1 – POUR LE RESPECT DES DROITS SOCIAUX FONDAMENTAUX
Tirant parti des avantages comparatifs, les firmes transnationales entretiennent la cassure du monde : les PVD sont ravalés au rang de fournisseurs de matières premières et de main d'oeuvre à bon marché, ressources exploitées sans scrupules, sans souci de protection, sans respect des légitimes droits sociaux (hygiène et sécurité, salaires décents, formation). L'action syndicale internationale en leur sein et en leur direction est décisive.
Dans le cadre de sa mission, l'OIT a la responsabilité de produire et de faire respecter les normes sociales de travail avec expertises, assistance technique et examen de plaintes.
Tous les salariés, où qu'ils soient, doivent exiger la prise en compte et l'application des droits sociaux fondamentaux adoptés par tous les Etats à l'OIT, et pour leur insertion dans les critères qui fondent des échanges participant réellement à la promotion des hommes et des femmes, pour le développement durable.
Cet objectif peut être atteint en instaurant une coopération entre l'OIT et l'OMC pour faire en sorte que les régulations commerciales tiennent compte des droits des salariés. Cela suppose que les Etats décident que l'inscription des normes de travail fondamentales soit portée à l'ordre du jour de la conférence.
Non seulement l'OIT devrait obtenir le statut d'observateur lors des réunions de l'OMC mais un groupe de travail paritaire OIT/OMC devrait être mis en place. A partir de là, l'OMC pourrait entreprendre, en collaboration avec l'OIT, des évaluations de l'impact social des conséquences de la politique commerciale et mettre ses services à la disposition des investigations de l'OIT.
Des dispositions doivent être fixées pour sanctionner les firmes transnationales ne respectant pas les droits fondamentaux des salariés, les normes sociales et les règles environnementales.
Dans ce cadre, les syndicats européens, avec la CES, devraient soutenir que les Etats européens et la commission adoptent et mettent en place les mécanismes concrets de mise en oeuvre de ces objectifs.
2 – POUR LA PROMOTION DE LA PAIX ET DU DÉVELOPPEMENT
Il est également vrai qu'on ne pourra pas faire respecter partout les droits si on ne change pas les politiques de financement internationales et les stratégies des firmes qui poussent à la concurrence sauvage.
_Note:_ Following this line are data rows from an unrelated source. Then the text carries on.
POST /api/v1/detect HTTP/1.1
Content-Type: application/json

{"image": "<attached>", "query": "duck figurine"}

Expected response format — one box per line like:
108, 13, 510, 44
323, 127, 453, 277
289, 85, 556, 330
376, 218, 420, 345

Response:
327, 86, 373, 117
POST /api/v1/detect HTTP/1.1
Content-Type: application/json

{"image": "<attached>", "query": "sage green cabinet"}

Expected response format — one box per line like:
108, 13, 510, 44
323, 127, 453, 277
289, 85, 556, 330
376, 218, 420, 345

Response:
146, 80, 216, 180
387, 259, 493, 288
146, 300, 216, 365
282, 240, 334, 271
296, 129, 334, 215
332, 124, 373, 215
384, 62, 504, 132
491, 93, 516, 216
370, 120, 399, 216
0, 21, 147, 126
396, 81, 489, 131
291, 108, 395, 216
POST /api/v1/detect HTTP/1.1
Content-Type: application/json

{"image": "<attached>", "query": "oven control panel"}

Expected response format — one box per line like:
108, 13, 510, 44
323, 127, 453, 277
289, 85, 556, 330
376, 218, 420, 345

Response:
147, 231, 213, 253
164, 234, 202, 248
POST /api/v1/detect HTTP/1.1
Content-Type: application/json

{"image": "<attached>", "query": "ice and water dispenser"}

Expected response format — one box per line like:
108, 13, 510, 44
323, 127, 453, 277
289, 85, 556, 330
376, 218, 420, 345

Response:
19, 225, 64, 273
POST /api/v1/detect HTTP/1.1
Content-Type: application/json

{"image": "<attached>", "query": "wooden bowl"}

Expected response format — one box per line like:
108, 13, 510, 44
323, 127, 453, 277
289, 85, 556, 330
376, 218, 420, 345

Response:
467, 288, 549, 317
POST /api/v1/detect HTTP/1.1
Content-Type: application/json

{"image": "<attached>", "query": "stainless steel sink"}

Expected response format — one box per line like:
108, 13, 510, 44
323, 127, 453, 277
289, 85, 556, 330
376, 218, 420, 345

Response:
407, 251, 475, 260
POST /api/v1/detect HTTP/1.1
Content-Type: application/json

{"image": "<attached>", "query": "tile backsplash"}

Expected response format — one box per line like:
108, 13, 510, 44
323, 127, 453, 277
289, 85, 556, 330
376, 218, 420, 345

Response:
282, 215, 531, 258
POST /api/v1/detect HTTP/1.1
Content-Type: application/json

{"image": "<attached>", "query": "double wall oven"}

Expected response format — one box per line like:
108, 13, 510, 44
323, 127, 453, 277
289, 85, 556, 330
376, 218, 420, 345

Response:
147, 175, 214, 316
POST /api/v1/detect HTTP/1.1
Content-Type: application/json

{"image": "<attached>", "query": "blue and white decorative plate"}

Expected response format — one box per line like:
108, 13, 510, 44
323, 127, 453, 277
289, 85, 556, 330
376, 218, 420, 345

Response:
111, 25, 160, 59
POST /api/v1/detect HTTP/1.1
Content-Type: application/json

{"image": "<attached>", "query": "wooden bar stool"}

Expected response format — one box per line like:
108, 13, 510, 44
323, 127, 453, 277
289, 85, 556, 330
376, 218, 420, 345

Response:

Comment, par exemple, abolir le travail des enfants dans le monde si on ne favorise pas le développement des emplois et des systèmes éducatifs dans les pays concernés ?
L'objectif primordial des institutions économiques, financières, internationales doit être de créer les conditions d'une autre croissance visant au plein emploi partout dans le monde. Il s'agit de tenir compte des besoins de toutes les populations, quel que soit leur niveau de développement. Cela nécessite que l'on ne s'intéresse pas uniquement à ses intérêts égoïstes mais de travailler sur des synergies qui favorisent le développement de tout le monde.
Pour des milliards d'être humains, l'enjeu fondamental consiste à revoir la logique à l'oeuvre dans les institutions internationales. Il faut rompre avec la logique ultralibérale qui domine, à des degrés divers, les institutions internationales, en particulier le FMI. Il en est de même avec les institutions et organismes dépendant de l'ONU comme l'OMS(7), l'UNESCO(8), la CNUCED(9), la FAO(10), etc. Il faut en revenir à l'esprit de la Charte de l'ONU.
L'argument de la mondialisation est souvent avancé pour minimiser, voire nier la possibilité des actions aux échelons moins élevés, comme par exemple au niveau national. Le fait est que les principaux acteurs du processus de mondialisation, les firmes transnationales, continuent au niveau du centre de leurs intérêts financiers de s'appuyer sur une base nationale.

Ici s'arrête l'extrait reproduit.